Forget that they’re finally getting to release their anticipated second album after three years of record-label limbo; THE STARTING LINE are still getting their heads around the idea that people realize they’ve matured.
Interview: Aaron Burgess
If you’ve been reading AP closely since October of 2003, when THE STARTING LINE made their debut on the magazine’s cover, then you probably also remember the time the Philadelphia-area quartet made our Most Anticipated Albums Of 2004 issue (January ’04), as well as the In The Studio follow-up we did with them that November regarding the same, as-yet-unfinished album. You may also find it a little confusing that it’s now 2005, the Starting Line’s sophomore disc, Based On A True Story, is about to hit stores, and precious little of the stuff the band had been talking about in those interviews (or accidentally leaked online) seems to have made the album-except for the fact that, as promised, they’ve “matured.” Interpret that however you want-whether it be through their ambitious new songwriting skills; their superstar production values (courtesy of Tim O’Heir [Say Anything], with help from Howard Benson [My Chemical Romance] and Eric Rachel [Atreyu]); or the newfound optimism in their lyric sheet. Because, as AP learned in our interview with singer/bassist KENNY VASOLI and guitarist MATT WATTS, conducted just after TSL-rounded out by guitarist Mike Golla and drummer Tom Gryskiewicz-had wrapped their video for the controversial single “Bedroom Talk,” maturity is a subjective state of being.
Kenny, the editors here promised ourselves we wouldn’t get into what people are saying on your message boards and ask you about your hair color or the lyrics to “Bedroom Talk”…
But in your online diary about that song, you mention being a virgin for 19 of your 21 years, and never having a one-night stand-dude, you’re in a rock band. Why not abuse the fame?
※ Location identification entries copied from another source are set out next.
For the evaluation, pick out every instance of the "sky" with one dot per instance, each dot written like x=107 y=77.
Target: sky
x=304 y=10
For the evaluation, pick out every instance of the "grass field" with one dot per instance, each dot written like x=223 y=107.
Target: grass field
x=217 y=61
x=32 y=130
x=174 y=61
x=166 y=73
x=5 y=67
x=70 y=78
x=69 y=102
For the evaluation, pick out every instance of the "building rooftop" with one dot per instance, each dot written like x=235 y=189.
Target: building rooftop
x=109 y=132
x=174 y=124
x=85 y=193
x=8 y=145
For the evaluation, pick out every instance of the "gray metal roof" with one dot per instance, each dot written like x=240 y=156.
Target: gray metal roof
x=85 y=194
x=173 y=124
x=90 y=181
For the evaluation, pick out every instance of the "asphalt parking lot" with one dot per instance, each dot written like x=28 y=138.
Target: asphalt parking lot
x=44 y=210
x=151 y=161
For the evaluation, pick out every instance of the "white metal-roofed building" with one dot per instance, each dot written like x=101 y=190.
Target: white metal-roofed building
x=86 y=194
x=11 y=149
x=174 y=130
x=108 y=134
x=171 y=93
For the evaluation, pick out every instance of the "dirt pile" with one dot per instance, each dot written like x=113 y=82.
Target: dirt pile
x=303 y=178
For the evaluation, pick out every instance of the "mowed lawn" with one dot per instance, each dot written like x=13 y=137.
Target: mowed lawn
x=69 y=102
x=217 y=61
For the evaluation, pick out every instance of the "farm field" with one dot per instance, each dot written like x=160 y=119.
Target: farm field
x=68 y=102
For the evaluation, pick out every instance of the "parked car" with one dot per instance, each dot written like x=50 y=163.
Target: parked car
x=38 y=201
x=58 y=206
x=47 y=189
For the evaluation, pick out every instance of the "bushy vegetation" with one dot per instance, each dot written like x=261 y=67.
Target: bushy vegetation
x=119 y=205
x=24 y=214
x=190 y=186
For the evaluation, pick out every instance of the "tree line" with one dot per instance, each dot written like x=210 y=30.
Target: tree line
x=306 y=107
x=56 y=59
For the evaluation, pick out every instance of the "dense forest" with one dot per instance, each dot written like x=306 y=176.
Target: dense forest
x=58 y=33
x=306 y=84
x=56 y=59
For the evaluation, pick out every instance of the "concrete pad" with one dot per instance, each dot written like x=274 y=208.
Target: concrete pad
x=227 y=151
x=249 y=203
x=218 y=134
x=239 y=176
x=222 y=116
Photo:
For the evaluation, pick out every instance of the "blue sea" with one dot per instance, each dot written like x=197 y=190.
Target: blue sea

VASOLI: The reason I never abused the power that came along with being the singer of the Starting Line is, it’s just not in my nature. Ever since I was about 15, I’ve always had respect for girls, and had respect for being in love. And it’s always something I’ve strived for, as corny as that sounds. My virginity was the one thing I really held onto for all those years; I was always so afraid to give it up to somebody that didn’t really deserve it. I finally held out-it was right before I turned 20, and I knew that I was gonna be with this girl, and I knew that what we had was gonna last, and ["Bedroom Talk”] is kind of the marker in the diary, to help me remember how exciting it was that it was finally gonna happen.